Auch eine aktuelle italienische Studie ergab, dass 46 % der Impflinge (462 unerwünschte Ereignisse pro 1.000 Dosen) unerwünschte Nebenwirkungen erlitten, von denen 11 % als “schwerwiegend” eingestuft wurden, d. h. 38 schwerwiegende unerwünschte Nebenwirkungen pro 1.000 geimpfte Personen. Dazu gehören schwere gastrointestinale und “schwere neurologische Störungen”. Dies ergibt eine “schwere” Nebenwirkungsquote von 1/26.

Die Holocaust-Überlebende Vera Sharav von der Alliance for Human Research Protection hat beobachtet, dass “jeder, der einen dieser Impfstoffe bekommt, an einem riesigen medizinischen Experiment teilnimmt”.

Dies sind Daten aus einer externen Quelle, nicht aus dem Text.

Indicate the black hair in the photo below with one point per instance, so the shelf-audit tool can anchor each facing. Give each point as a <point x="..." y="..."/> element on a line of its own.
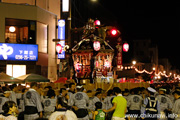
<point x="7" y="105"/>
<point x="61" y="102"/>
<point x="33" y="84"/>
<point x="23" y="90"/>
<point x="51" y="93"/>
<point x="97" y="93"/>
<point x="117" y="90"/>
<point x="98" y="105"/>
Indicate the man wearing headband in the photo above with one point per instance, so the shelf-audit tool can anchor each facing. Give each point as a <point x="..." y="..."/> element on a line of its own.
<point x="151" y="106"/>
<point x="165" y="103"/>
<point x="79" y="102"/>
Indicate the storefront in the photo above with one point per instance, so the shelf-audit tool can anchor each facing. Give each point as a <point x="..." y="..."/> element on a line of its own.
<point x="27" y="32"/>
<point x="93" y="60"/>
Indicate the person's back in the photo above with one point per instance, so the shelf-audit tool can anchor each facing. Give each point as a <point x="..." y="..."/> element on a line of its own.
<point x="100" y="115"/>
<point x="121" y="106"/>
<point x="32" y="103"/>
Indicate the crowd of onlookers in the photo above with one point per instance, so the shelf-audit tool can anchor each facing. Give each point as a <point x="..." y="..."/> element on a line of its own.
<point x="74" y="102"/>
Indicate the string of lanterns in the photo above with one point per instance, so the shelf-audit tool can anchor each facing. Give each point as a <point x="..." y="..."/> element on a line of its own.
<point x="157" y="74"/>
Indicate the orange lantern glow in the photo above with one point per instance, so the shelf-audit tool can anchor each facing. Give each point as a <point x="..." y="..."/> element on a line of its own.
<point x="96" y="45"/>
<point x="125" y="47"/>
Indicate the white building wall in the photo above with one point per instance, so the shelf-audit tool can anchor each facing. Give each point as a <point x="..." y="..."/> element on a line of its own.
<point x="28" y="12"/>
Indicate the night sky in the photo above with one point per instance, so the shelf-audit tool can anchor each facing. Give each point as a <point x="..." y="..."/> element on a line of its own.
<point x="157" y="20"/>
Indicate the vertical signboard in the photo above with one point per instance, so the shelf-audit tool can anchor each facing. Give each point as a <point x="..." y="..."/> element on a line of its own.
<point x="65" y="5"/>
<point x="119" y="57"/>
<point x="62" y="54"/>
<point x="61" y="29"/>
<point x="18" y="52"/>
<point x="61" y="36"/>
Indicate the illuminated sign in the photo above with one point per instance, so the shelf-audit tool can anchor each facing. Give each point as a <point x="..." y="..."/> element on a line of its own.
<point x="65" y="5"/>
<point x="61" y="55"/>
<point x="61" y="29"/>
<point x="20" y="52"/>
<point x="96" y="45"/>
<point x="125" y="47"/>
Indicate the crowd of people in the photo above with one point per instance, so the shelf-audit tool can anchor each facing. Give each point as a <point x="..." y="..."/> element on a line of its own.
<point x="74" y="102"/>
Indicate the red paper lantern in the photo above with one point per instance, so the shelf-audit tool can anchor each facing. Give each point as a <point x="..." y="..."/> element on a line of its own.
<point x="96" y="45"/>
<point x="59" y="48"/>
<point x="125" y="47"/>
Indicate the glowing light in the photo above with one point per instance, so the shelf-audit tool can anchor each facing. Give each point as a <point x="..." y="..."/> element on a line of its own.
<point x="15" y="70"/>
<point x="133" y="62"/>
<point x="12" y="29"/>
<point x="125" y="47"/>
<point x="59" y="48"/>
<point x="96" y="45"/>
<point x="113" y="32"/>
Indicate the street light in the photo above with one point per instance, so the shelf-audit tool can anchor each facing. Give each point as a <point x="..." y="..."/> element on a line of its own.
<point x="134" y="62"/>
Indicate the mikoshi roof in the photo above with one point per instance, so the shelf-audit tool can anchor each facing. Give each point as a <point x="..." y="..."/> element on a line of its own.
<point x="9" y="79"/>
<point x="33" y="78"/>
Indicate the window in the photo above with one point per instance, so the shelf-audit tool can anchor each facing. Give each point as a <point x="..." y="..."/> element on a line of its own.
<point x="15" y="70"/>
<point x="23" y="32"/>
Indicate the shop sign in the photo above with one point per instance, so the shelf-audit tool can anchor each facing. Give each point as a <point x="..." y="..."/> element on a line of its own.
<point x="96" y="45"/>
<point x="125" y="47"/>
<point x="65" y="5"/>
<point x="61" y="53"/>
<point x="18" y="52"/>
<point x="119" y="57"/>
<point x="58" y="48"/>
<point x="61" y="29"/>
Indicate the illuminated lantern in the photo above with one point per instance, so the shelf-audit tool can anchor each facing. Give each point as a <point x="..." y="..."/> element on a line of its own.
<point x="125" y="47"/>
<point x="97" y="22"/>
<point x="107" y="64"/>
<point x="97" y="64"/>
<point x="77" y="67"/>
<point x="96" y="45"/>
<point x="113" y="32"/>
<point x="59" y="48"/>
<point x="12" y="29"/>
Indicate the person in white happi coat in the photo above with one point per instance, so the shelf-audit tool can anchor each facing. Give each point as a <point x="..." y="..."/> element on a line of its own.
<point x="32" y="103"/>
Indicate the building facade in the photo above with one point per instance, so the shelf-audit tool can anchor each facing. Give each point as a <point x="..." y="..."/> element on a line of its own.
<point x="33" y="24"/>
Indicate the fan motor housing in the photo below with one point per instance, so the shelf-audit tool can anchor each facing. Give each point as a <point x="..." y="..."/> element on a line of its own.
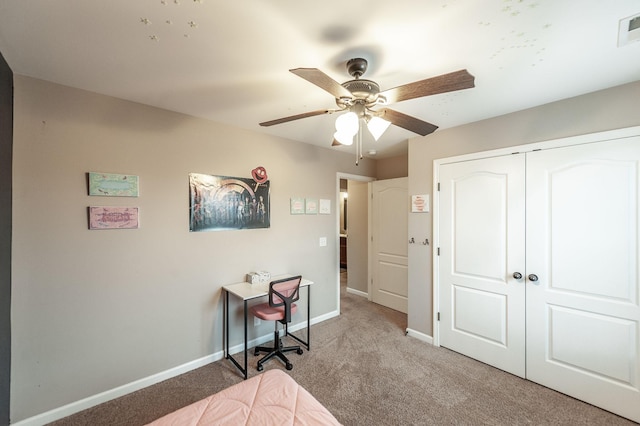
<point x="364" y="90"/>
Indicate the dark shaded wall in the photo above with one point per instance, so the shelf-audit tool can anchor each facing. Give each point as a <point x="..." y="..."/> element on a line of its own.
<point x="6" y="144"/>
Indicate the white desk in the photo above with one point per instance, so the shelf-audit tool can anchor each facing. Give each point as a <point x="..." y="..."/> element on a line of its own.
<point x="245" y="292"/>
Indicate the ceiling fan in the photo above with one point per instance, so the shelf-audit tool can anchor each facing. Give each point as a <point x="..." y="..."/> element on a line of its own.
<point x="361" y="97"/>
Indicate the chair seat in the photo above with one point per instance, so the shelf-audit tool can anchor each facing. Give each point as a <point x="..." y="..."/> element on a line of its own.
<point x="267" y="313"/>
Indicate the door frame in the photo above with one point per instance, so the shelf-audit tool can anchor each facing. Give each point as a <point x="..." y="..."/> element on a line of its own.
<point x="534" y="146"/>
<point x="347" y="176"/>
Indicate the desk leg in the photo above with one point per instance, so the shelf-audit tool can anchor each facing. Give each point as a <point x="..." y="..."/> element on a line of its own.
<point x="299" y="340"/>
<point x="226" y="325"/>
<point x="308" y="317"/>
<point x="245" y="341"/>
<point x="226" y="353"/>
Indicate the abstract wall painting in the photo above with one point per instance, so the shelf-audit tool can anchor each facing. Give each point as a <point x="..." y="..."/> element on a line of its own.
<point x="113" y="217"/>
<point x="219" y="203"/>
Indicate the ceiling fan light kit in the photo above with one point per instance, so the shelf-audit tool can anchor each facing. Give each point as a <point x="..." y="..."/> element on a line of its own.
<point x="358" y="98"/>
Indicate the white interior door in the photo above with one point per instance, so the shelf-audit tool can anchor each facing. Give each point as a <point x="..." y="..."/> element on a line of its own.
<point x="389" y="227"/>
<point x="583" y="311"/>
<point x="481" y="242"/>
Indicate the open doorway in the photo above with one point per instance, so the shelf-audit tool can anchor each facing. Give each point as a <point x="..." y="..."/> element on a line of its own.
<point x="352" y="230"/>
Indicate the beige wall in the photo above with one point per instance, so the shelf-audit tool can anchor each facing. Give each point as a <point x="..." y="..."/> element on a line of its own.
<point x="604" y="110"/>
<point x="94" y="310"/>
<point x="390" y="168"/>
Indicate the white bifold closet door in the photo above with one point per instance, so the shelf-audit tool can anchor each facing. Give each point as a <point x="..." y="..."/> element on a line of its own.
<point x="571" y="322"/>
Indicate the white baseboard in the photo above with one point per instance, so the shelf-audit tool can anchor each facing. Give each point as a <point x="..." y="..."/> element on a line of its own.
<point x="420" y="336"/>
<point x="357" y="292"/>
<point x="92" y="401"/>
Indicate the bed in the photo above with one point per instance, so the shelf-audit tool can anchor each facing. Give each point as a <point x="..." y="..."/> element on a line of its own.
<point x="271" y="398"/>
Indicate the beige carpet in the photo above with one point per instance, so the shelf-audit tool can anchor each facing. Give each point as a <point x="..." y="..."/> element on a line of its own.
<point x="367" y="372"/>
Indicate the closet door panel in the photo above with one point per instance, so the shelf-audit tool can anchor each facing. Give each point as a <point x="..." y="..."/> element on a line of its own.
<point x="481" y="240"/>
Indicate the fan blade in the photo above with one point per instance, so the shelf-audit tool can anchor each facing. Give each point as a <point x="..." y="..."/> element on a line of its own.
<point x="296" y="117"/>
<point x="323" y="81"/>
<point x="457" y="80"/>
<point x="407" y="122"/>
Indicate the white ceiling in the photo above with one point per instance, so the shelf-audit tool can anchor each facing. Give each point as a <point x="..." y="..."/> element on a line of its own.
<point x="228" y="61"/>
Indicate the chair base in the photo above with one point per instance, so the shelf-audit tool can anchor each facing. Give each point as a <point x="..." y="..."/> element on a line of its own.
<point x="276" y="351"/>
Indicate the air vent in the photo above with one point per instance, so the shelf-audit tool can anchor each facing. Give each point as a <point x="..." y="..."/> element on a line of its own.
<point x="629" y="31"/>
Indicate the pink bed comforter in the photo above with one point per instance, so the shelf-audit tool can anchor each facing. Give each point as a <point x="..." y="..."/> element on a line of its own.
<point x="272" y="398"/>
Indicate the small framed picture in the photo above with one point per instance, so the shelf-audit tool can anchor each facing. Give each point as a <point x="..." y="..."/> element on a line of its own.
<point x="325" y="206"/>
<point x="113" y="185"/>
<point x="420" y="203"/>
<point x="297" y="205"/>
<point x="311" y="205"/>
<point x="113" y="218"/>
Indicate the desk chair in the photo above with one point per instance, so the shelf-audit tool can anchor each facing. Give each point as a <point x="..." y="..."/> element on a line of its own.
<point x="282" y="294"/>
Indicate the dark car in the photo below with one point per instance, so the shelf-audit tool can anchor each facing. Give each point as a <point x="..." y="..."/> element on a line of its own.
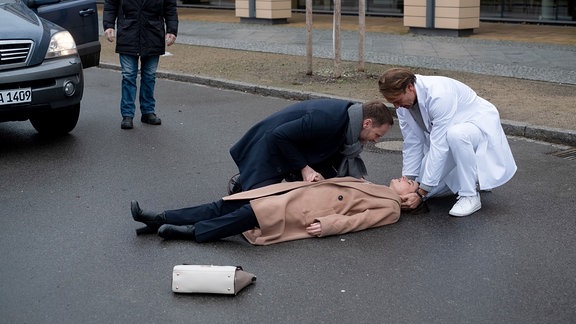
<point x="44" y="47"/>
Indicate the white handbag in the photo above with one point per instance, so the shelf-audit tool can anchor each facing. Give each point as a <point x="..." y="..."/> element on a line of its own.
<point x="210" y="279"/>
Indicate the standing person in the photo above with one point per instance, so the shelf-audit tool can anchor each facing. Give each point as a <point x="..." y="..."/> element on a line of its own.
<point x="144" y="28"/>
<point x="283" y="212"/>
<point x="451" y="136"/>
<point x="310" y="140"/>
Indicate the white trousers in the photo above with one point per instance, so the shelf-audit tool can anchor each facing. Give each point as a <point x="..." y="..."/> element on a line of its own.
<point x="460" y="173"/>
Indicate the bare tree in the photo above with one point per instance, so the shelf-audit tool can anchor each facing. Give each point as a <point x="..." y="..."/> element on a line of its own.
<point x="336" y="38"/>
<point x="361" y="33"/>
<point x="309" y="53"/>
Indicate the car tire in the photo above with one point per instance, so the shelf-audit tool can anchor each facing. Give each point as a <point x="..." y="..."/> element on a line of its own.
<point x="57" y="122"/>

Die Gesundheitsbehörden sind sich im Allgemeinen einig, dass die Erteilung einer ” Notfallzulassung ” für die Einführung experimenteller Impfstofftechnologien mit nur wenigen Wochen Sicherheitsprüfung, zwei Jahre vor dem geplanten Abschluss der Phase-2-Tests, ein großes Experiment am Menschen ist, an dem Millionen von Menschen beteiligt sind.

Aber es ist unwahrscheinlich, dass die Forscher alle Sicherheitssignale sehen, wenn ein schlecht konzipiertes Überwachungssystem es den örtlichen Gesundheitsbeamten und Firmenmitarbeitern erlaubt, jede ernsthafte Nebenwirkung als nicht relevant abzutun.